Der Rost macht erst die Münze wert

Bei der künstlichen Patinierung beachtete der Kunsthändler, was einer seiner Klienten, Johann Wolfgang von Goethe, im "Faust" geradezu klassisch formuliert hatte: "Das ist es ja, was man begehrt. / Der Rost macht erst die Münze wert". Dem Dichter hat der Hofrat offenbar keine Fälschungen anzudrehen gewagt, zumindest sind in seiner Weimarer Sammlung Stücke aus seiner Werkstatt nicht nachzuweisen, wohl aber andere Nachbildungen. In seinen Tages- und Jahresheften notierte Goethe 1815 bei einem Besuch in seiner Heimatstadt Frankfurt am Main: "Hofrat Becker zeigte bedeutende Gemälde, Münzen und Gemmen vor, nicht abgeneigt, dem Liebhaber [also Goeze selbst, H. C] eines oder das andere Wünschenswerte zu überlassen."

Dass Karl Wilhelm Becker eine gewisse kriminelle Energie besaß, zeigt die Art, wie er sich Vorlagen für seine Stempel beschaffte. Lange nach seinem Tod wurde bekannt, dass er sich beispielsweise im Gothaer Münzkabinett Originale antiker Seltenheiten erschlichen hatte. Karl Wilhelm Becker war zwar einer der produktivsten Fälscher des 19. Jahrhunderts, doch reich ist er mit seinen Schöpfungen nicht geworden. Niemand hat ihn belangt, denn nur die Herstellung minderwertiger oder falscher Kursmünzen stand unter Strafe. Historische Münzen oder Medaillen hingegen genossen damals diesen gesetzlichen Schutz noch nicht.

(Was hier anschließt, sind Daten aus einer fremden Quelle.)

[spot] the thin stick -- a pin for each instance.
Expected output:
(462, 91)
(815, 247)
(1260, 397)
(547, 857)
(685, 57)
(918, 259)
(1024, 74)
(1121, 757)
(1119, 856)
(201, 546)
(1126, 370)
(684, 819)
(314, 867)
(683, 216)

Als Beckers Nachahmungen publik wurden, wies er Betrugsabsichten wies er weit von sich. Unrechtsbewusstsein scheint ihn, wie auch andere Fälscher, nicht sonderlich geplagt zu haben. Carl zu Isenburg-Büdingen stand zeitweilig in Diensten des französischen Kaisers Napoleon I. Als Herrscher über ein kleines Fürstentum ließ er Münzen prägen, um seine Stellung als Mitglied des Rheinbundes zu unterstrichen. Nach den für ihn demütigenden Beschlüssen des Wiener Kongresses von 1814/15 soll in Isenburg eine Medaille aufgetaucht sein mit dem Monogram des Fürsten und folgender äußerer Umschrift FRUCTUS LIBERTATIS GERMANIA PROMISSAE und innerer Umschrift P E U OE V B M V M A R (= Preußen England Und OEsterreich Vereint Bringen Mich Um Mein Angestammtes Recht). Weitere Ausprägungen dieser Medaille mussten unterbleiben.